In some regions the donkey enjoys a moment's honour as the steed of Sitala; for a bridegroom about to start in the marriage procession will mount an ass for an instant, as a propitiation to the dread goddess. In customary talk, however, there are but few sayings which treat him with any touch of consideration. The "donkey's beauty" of Italian and French proverb has an equivalent in "Even a she-ass is pretty when she is young." The creature's sureness of foot is admitted in "A donkey will tumble down hill when you can split a fowl's ear." The poor wretch is turned loose when his work is done to that forlorn freedom of neglect which is the only privilege of the outcast. So they say in varying forms of phrase, "The donkey may be sore with beating, despised of all men and accursed as the vÂhan of Sitala, but at least he is never plagued with tether or heel-rope." Some alleviation is granted even to the most abject misery.

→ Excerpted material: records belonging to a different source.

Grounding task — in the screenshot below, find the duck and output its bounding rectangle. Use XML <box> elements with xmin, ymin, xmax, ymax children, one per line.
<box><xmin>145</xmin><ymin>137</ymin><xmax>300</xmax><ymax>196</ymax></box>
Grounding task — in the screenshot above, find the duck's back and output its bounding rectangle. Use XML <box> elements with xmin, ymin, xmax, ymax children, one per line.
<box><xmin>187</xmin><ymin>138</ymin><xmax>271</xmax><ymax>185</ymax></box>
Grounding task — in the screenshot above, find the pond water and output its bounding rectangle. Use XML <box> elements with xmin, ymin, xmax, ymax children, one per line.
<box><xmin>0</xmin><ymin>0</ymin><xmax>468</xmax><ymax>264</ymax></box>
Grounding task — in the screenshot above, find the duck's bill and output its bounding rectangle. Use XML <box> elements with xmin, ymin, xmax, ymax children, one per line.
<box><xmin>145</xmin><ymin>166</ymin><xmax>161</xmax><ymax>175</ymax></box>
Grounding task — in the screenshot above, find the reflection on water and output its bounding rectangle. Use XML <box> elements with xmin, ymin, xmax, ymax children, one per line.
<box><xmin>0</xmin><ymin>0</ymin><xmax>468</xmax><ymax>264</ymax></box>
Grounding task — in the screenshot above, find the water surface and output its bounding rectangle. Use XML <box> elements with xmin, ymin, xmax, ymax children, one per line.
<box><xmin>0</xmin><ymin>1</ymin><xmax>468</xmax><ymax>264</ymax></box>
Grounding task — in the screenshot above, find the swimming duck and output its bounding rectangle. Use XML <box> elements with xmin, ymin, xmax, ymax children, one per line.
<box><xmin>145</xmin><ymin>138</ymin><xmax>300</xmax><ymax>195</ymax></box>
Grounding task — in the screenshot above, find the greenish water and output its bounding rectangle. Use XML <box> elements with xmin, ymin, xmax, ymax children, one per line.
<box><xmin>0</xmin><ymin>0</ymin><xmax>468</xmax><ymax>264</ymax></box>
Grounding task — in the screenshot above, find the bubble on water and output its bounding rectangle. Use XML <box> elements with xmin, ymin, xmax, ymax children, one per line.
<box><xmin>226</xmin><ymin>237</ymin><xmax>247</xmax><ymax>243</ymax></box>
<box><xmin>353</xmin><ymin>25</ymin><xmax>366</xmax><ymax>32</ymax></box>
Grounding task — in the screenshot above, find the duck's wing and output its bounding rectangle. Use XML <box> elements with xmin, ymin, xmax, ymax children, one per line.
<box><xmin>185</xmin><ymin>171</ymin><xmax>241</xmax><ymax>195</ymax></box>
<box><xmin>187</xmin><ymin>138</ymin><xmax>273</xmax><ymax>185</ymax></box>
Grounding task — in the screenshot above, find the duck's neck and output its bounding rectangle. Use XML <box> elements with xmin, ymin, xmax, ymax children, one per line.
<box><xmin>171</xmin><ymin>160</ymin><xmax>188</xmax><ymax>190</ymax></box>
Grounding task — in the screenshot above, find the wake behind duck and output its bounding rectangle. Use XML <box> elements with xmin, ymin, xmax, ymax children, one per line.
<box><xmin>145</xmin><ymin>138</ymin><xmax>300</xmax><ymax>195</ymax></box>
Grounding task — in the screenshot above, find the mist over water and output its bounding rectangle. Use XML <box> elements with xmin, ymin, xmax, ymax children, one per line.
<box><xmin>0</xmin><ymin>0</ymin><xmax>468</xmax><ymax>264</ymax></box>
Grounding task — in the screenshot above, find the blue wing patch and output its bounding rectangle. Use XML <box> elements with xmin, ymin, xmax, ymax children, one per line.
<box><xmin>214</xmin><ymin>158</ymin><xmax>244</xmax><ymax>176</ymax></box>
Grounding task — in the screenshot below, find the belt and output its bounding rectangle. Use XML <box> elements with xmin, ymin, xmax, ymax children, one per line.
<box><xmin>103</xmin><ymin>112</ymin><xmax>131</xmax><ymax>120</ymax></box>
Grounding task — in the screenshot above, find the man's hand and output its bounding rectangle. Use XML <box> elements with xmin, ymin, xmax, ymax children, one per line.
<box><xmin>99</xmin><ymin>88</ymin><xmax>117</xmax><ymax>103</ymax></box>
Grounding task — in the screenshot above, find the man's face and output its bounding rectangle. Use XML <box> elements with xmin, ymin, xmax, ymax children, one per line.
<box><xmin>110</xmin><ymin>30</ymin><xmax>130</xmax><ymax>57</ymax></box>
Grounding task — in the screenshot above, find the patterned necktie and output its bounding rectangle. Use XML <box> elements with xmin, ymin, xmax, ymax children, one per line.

There is a more complete harmony with the topsy-turvy scheme of Oriental appreciations than can be imagined by untravelled folk in the fact that while the ass is the most despised of creatures he is one of the most useful. There are regions where he is yoked to the plough, but his principal occupation is carrying clothes for the washerman, and earth, burnt and unburnt lime, and stone for the potter, the builder, and the railway contractor. Your great works in the West are built by strong-armed men, but in India railway bank, water-works dam, and Queen's highway are raised by the slender cooly woman and the little donkey. His step is first in the peaceful halls which mark the new civilisation, but his loads are too heavy for his weak limbs, his rude harness seems to be expressly contrived to gall and wound him, his life is one long martyrdom to the stick, and he is shamefully abandoned to starve and die when his strength fails. According to a country tale, similar to one told by Longfellow in his Tales of a Wayside Inn, there was once an Indian ruler who took compassion on a donkey. The Emperor Jehanghir caused a bell to be slung over his couch which might be rung by any petitioner with a wrong to redress. One day it was found that a castaway ass, rubbing his sore hide against the bell-rope, had rung a peal. The creature was haled before the throne, and search was made for its master, a washerman, who confessed that he had abandoned it to starve and die. The Emperor gave him a lecture on his cruelty, and ordered him to take back his faithful servant to be fed and cherished and to appear again before him after a season. That one donkey was groomed and fed as never ass before or since and brought sleek and fat into the august presence; but the example has borne no fruit, and the grim "burial of an ass" described by the prophet Jeremiah succeeds a lingering death by starvation.